D.C. United’s winless streak is now at 15 games, but there are a number of positives to take out of Saturday’s performance at RFK Satdium. For the second week in a row, Ben Olsen’s team showed progress, this time getting a 2-2 result against visiting Chicago.
It’s a somewhat patronizing view, but remember: This is a team coming off a season where it set a record for fewest wins. They also lost 3-0 at home on opening day, giving their last two games the feeling of an upward trajectory. After losing 1-0 last Saturday at BMO Field, D.C. United got its first goals and points of the year.
This wasn’t a game that would recommend either side, though. Particularly in the first half, where D.C. was creating most of the initial chances, the game was characterizing more by hard play and effort than skill and execution. This looked like two teams that had combined for zero win in five games.
Chicago, however, found its first piece of execution in the 27th minute, though the opening goal looked as much like a D.C. breakdown as it did a well-executed corner. Yet after Sean Franklin lost Jhon Kennedy Hurtado on a mid-half restart, the Fire had drawn first blood.
D.C. quickly staunched the wound, with Chicago’s own piece of poor set piece defending allowing the hosts to equalize. After Eddie Johnson drew a foul on Greg Cochrane just beyond the Fire penalty box, a back-heeled restart from Nick DeLeon allowed Fabian Espindola to get an angle around the Chicago wall. His low blast went under a slow reacting Sean Johnson to tie the game before halftime.
The second half was more of the same, though the teams reversed roles. Instead of Chicago taking advantage of D.C. to go up on a corner, it was Perry Kitchen’s (pictured) third career goal through some goal mouth chaos that gave United a 2-1 edge in the 73rd. Nine minutes later, Patrick Nyarko shredded Cristian Fernandez down the right flank before finding Quincy Amarikwa at the edge of the six-yard box. The striker’s second goal of the season gave Chicago its third straight draw.

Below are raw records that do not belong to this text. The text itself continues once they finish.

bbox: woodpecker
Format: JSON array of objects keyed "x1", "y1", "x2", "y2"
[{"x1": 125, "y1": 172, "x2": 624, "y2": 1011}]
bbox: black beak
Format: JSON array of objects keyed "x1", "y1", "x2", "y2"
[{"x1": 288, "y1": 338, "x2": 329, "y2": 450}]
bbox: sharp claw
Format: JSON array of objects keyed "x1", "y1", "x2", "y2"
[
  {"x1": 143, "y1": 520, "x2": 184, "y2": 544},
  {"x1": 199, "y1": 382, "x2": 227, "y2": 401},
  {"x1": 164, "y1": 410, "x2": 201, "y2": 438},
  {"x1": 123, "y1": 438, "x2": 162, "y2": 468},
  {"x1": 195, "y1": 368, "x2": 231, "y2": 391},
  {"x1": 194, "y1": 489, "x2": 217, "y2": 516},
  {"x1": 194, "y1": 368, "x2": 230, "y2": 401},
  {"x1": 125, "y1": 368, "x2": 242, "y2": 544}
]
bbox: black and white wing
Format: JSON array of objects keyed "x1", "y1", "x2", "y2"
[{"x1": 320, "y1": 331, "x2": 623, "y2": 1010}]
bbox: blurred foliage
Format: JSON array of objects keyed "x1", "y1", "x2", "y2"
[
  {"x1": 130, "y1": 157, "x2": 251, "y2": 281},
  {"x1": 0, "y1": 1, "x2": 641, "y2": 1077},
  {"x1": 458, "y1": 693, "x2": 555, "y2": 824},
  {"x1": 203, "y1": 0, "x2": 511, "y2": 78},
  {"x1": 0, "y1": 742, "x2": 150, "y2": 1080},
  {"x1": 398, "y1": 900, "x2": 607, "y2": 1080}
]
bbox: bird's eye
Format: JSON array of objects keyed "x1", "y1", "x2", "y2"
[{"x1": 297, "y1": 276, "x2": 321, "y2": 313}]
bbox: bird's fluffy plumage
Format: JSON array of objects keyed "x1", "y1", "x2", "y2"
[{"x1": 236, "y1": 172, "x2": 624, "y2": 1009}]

Perhaps that breakdown will leave D.C. disappointed, but a look at the numbers helps describe what was team’s best day of the season. Fifty-two percent possession speaks to the improved play in the midfield, something that’d been a problem through games one and two. The team put nine shots on target while limiting Chicago to four. While soccer stats can often portray a false impression of a game, there’s some truth in today’s numbers. Perhaps United weren’t as far beyond Chicago as a 9-4 shots on target edge suggests, but they were generating more chances throughout.
In that sense, there’s no need for disappointment. True, D.C. gave away a late lead, and on Thursday, we called this game an “if we can’t win this one, we’re in real trouble” affair, but that looks like an exaggeration, now. United didn’t win, and it’s in less trouble than it was three hours ago. Today was progress, if only slightly so.